Vibrant gallery houses Kansas artist’s collection

“I only intended to dance across the canvas with joy after the birth of my granddaughter Dorianna. It was a surprise to me to discover possible suggestions of the wonder of birth in my painting.”— Rita Blitt

Jessica Knieff

Rita Blitt feels as though she is “dancing on paper.”

The Rita Blitt Gallery and sculpture garden opens to the public at 5:30 p.m. Nov. 3 in conjunction with Topeka’s First Friday Art Walk. The Mulvane Art Museum will hold a meet and greet in Blitt’s honor.

Following the 2015 announcement of a donation of around 800 pieces of her work and a gallery to house them in, the grassy area adjacent to White Concert Hall was transformed into an exhibition of the life’s work of world-renowned artist, Rita Blitt.
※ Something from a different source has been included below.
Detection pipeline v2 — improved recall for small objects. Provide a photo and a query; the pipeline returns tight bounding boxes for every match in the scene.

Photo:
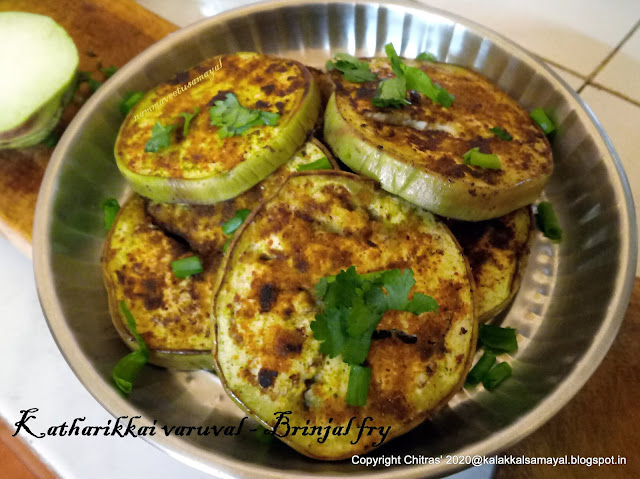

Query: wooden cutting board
[0,0,177,255]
A Kansas City native, Blitt’s work celebrates her love of nature, music, dance and the spontaneous flow of movement captured in the drawn gesture, according to her website.
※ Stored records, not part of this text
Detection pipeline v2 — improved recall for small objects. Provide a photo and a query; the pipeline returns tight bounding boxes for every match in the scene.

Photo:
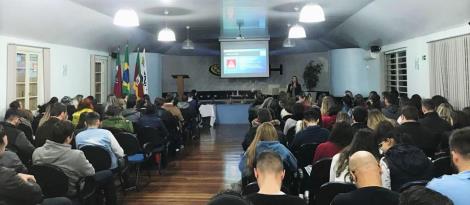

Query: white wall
[0,36,107,116]
[162,52,329,92]
[382,25,470,98]
[330,48,381,96]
The gallery features paintings, as well as both indoor and outdoor installation pieces. The outdoor sculpture garden features a fire pit for art enthusiasts to occupy. According to a May press release, this will create a meaningful link between the performing and visual arts on campus.
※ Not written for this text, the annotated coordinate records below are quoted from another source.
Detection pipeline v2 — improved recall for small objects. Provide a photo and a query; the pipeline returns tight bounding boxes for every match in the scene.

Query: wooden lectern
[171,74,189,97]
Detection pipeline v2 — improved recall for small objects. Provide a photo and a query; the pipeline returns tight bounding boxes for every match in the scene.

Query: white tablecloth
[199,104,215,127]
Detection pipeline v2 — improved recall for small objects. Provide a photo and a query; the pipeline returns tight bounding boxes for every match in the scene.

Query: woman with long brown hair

Sarah Towle, director of marketing and communications for the Washburn University Alumni Association and Foundation, worked with Blitt throughout the installment of the gallery.

“It’s really special to [Blitt] because it’s all about the combination of music and art,” Towle said.

The location of the new gallery was intentional as her art features so much movement, so does the music that will be heard from White Concert Hall and Garvey Fine Arts Center as visitors enjoy the gallery.

According to Towle, one of Blitt’s favorite pieces is “Serenity,” which she drew following the birth of Dorianna, her granddaughter. The artwork in the museum shines light on more than seven decades worth of artwork from the various stages of her life.

Shannon Sweeney, collections manager and registrar for the Mulvane Art Museum, oversaw some of the installment of the pieces in the gallery.

“The exciting thing is that Rita’s work involves so much movement,” Sweeney said. “Situating it here next to White Concert Hall expands awareness about arts and how interconnected they are.”

Blitt’s gallery may be new addition on campus, but students have been enjoying her artwork for some time now. The sculpture that was placed in front of the new Morgan Hall Welcome Center is Blitt’s piece, “Confluence of Love and Learning.” It was installed in October of 2015 after its purchase by Washburn alumni.

Miyuki Nishimura, senior art major, has studied Blitt’s work and said that she feels the university and Blitt have a close relationship. She said that Blitt’s works give her a sense of closeness as well.

“I believe that her works give a lot of inspiration to people in different ways by making them think,” Nishimura said.